Überblick von Benedikt Müller und Marie Tuil

Beschwert haben sich alle. Zu bürokratisch, hieß es bei den Banken. Zu kompliziert und zu leicht manipulierbar, sagten die Verbraucherschützer. Die 2010 eingeführten Pflichtprotokolle bei Beratungen zu Aktien, Fonds und Wertpapieren haben keinen guten Ruf. Nun will das Bundesfinanzministerium nachbessern.

Was will die Regierung genau ändern?

Von 2017 an sollen die Banken nicht mehr bei jeder Beratung ein Protokoll führen müssen. Nur wenn tatsächlich ein Kauf stattfindet, soll ein Formular Pflicht sein. Darin soll stehen, zu welchem Zweck der Kunde sein Geld anlegen will und zu welchem Risiko er bereit ist.
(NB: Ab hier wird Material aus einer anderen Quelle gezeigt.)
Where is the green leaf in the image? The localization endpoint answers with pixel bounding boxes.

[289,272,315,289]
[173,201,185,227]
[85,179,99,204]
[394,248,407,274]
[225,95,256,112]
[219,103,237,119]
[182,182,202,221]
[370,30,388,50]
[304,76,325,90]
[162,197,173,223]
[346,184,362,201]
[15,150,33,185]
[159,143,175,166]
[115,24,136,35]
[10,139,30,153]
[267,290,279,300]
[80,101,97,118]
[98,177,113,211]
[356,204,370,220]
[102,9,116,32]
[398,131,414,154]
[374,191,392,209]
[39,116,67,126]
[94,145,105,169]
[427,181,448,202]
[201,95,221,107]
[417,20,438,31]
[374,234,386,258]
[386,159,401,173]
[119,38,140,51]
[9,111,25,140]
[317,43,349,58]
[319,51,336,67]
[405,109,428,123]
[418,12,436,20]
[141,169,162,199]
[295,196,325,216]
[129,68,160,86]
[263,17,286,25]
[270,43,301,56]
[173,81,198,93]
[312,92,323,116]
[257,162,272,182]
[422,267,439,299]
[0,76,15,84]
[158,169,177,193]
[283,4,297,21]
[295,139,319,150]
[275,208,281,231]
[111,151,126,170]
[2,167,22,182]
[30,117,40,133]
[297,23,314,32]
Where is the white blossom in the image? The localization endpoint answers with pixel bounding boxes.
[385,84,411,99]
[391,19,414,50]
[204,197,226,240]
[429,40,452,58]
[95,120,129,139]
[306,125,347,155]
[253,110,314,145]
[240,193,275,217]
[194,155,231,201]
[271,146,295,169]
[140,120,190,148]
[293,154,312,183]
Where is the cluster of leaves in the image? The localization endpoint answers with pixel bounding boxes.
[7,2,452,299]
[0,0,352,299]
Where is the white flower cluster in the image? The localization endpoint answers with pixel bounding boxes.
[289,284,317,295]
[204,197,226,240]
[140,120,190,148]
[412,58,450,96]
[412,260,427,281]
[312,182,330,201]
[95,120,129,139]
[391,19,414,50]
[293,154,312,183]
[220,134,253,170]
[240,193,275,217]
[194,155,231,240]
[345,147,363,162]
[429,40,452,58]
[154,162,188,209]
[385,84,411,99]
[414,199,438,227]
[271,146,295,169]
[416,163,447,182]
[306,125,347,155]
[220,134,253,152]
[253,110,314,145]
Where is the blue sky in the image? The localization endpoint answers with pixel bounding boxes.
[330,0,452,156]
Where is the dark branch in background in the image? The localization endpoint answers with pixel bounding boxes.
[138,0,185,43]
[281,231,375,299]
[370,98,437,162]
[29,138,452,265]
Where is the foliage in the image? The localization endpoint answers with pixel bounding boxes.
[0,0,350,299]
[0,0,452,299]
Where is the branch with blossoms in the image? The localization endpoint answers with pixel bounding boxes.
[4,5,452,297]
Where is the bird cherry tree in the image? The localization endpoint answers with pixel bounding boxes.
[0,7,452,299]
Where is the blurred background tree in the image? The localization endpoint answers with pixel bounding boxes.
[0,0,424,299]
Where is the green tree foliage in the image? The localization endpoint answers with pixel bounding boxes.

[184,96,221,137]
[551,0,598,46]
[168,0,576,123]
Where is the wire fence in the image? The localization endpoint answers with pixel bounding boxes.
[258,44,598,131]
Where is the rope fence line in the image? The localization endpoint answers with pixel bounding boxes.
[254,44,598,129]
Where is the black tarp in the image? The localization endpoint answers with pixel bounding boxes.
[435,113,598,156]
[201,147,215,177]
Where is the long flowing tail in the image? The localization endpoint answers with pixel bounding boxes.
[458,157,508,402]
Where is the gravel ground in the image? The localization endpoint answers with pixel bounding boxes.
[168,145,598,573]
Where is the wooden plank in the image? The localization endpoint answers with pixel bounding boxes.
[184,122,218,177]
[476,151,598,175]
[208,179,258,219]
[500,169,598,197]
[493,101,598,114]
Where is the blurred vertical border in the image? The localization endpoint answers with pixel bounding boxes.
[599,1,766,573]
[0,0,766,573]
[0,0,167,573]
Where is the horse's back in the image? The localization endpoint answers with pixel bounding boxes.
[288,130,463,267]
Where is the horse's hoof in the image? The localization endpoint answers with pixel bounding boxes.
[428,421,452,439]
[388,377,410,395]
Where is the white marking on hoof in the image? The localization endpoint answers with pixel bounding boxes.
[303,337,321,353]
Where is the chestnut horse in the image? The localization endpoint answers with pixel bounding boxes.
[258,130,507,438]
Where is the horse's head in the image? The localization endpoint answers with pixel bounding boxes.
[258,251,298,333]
Der Bankmitarbeiter muss dann erklären, warum er dafür genau dieses oder jenes Finanzprodukt empfohlen hat.

Das neue Formular soll kürzer und prägnanter sein. Außerdem sollen die Banken in Zukunft alle Telefongespräche mit ihren Kunden aufzeichnen, damit der Anleger auch bei dieser Form der Beratung mögliche Fehler nachweisen kann. All diese Änderungen wird das Bundeskabinett wohl im November beschließen.

Was ist bisher schiefgelaufen?

Die Beratungsprotokolle waren eine Reaktion auf die Lehman-Pleite. Sie sollten Privatkunden vor falscher Beratung schützen. Tatsächlich spielten die Protokolle aber den Banken in die Hände: Bei Streitfällen vor Gericht konnten diese dank der Protokolle argumentieren, sie hätten ihre Kunden sehr wohl auf bestimmte Risiken hingewiesen.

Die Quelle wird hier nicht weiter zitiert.